THE

MODERN ATHENIANS

THE EDINBURGH REVIEW

IN THE JEFFREY YEARS, 1802-1829

James Hogg (1770-1835)

poet and novelist of humble background, associated with Blackwood’s Edinburgh Magazine from its inception, and one of the strongest imaginative writers in Scotland during the lifetime of his friend Sir Walter Scott.

BORN in humble circumstances near Ettrick in the Borders of Scotland, Hogg had little formal education and earned a precarious living as a shepherd – later as a small farmer – and was never far from poverty. Despite this, he acquired enough learning (though never social polish) to achieve wide publication. He published Scottish Pastorals in 1801 and was recruited by Walter Scott to collect ballads for The Minstrelsy of the Scottish Border (1804). Hogg moved to Edinburgh in 1810 to start The Spy magazine, which failed the following year. His epic poem The Queen’s Wake led him to publisher William Blackwood, who would soon launch his Edinburgh Monthly Magazine (later Blackwood’s Edinburgh Magazine). Blackwood’s then became the primary engine for Hogg’s literary fame, with Hogg contributing over one hundred works and appearing as the character of ‘The Ettrick Shepherd’ in its Noctes Ambrosianae, a rambunctious serial symposium reflecting on all aspects of contemporary social and literary life. Hogg’s character, often the butt of Noctes’ cruel humour, was arguably the most popular of the literary figures represented in the series.

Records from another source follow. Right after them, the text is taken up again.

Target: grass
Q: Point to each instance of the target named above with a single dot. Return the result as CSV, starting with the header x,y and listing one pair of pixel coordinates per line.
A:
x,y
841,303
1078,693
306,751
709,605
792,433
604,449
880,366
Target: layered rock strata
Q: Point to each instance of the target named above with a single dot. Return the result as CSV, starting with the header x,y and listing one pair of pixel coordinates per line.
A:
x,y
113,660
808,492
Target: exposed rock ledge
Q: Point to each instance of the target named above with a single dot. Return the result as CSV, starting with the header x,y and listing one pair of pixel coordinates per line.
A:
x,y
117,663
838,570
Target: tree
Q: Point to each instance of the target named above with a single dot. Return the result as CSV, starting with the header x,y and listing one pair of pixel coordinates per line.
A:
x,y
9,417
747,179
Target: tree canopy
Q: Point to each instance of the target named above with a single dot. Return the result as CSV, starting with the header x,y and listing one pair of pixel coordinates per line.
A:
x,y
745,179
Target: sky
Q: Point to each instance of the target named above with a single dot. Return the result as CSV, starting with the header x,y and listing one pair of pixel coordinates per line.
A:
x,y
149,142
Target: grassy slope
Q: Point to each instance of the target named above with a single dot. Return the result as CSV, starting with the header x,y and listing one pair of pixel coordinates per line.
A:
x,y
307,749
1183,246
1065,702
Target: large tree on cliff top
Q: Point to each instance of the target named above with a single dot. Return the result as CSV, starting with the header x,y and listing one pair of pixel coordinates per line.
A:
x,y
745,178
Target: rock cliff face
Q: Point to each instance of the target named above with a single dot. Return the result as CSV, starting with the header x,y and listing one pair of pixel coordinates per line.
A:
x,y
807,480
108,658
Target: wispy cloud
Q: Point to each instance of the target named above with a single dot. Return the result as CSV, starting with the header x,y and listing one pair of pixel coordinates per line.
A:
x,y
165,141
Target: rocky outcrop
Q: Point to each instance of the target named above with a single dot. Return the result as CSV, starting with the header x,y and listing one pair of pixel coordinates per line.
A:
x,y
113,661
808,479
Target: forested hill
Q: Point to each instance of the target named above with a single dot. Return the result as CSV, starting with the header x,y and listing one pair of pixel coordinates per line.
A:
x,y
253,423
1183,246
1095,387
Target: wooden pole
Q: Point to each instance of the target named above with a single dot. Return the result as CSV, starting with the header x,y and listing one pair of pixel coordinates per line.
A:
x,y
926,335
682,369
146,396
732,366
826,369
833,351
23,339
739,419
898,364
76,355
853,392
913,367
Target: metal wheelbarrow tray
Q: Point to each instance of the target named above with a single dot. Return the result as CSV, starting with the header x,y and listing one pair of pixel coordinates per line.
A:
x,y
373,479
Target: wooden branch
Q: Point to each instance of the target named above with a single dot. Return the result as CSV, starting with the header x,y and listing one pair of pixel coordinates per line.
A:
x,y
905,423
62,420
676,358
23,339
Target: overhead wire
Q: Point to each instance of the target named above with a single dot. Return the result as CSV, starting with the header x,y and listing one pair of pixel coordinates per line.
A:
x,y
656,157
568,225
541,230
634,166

Hogg also published numerous poetry collections and novels, most famously The Private Memoirs and Confessions of a Justified Sinner (1824), little regarded at the time but now widely recognised as his masterpiece. Here his knowledge of folklore, sensitivity to language, and dramatic and satiric gifts unite in a superb gothic tale of diabolic possession. A quarrel with Blackwood in 1831 sent him to other publishers, but the two reconciled shortly before Blackwood’s death in 1834. Hogg himself died on 21 November 1835.

Hogg’s ‘Epitaphs on Living Characters’, published in the Scots Magazine in June 1810, depicted Francis Jeffrey as ‘Bonaparte the second’: ‘The one kept the monarchs of Europe in awe; | But this to the genius of Europe gave law’. Jeffrey later reciprocated with a complimentary review of Hogg’s The Queen’s Wake in December 1814.

Ian Campbell and Brian Robert Wall, University of Edinburgh

 

SOURCES

Gillian Hughes, James Hogg: A Life (Edinburgh: Edinburgh UP, 2007).

Thomas C. Richardson, “James Hogg and Blackwood’s Edinburgh Magazine: Buying

and Selling the Ettrick Shepherd,” in James Hogg and the Literary Marketplace: Scottish Romanticism and the Working-Class Author, ed. Sharon Alker and Holly Faith Nelson (Surrey: Ashgate, 2009), pp. 185-99.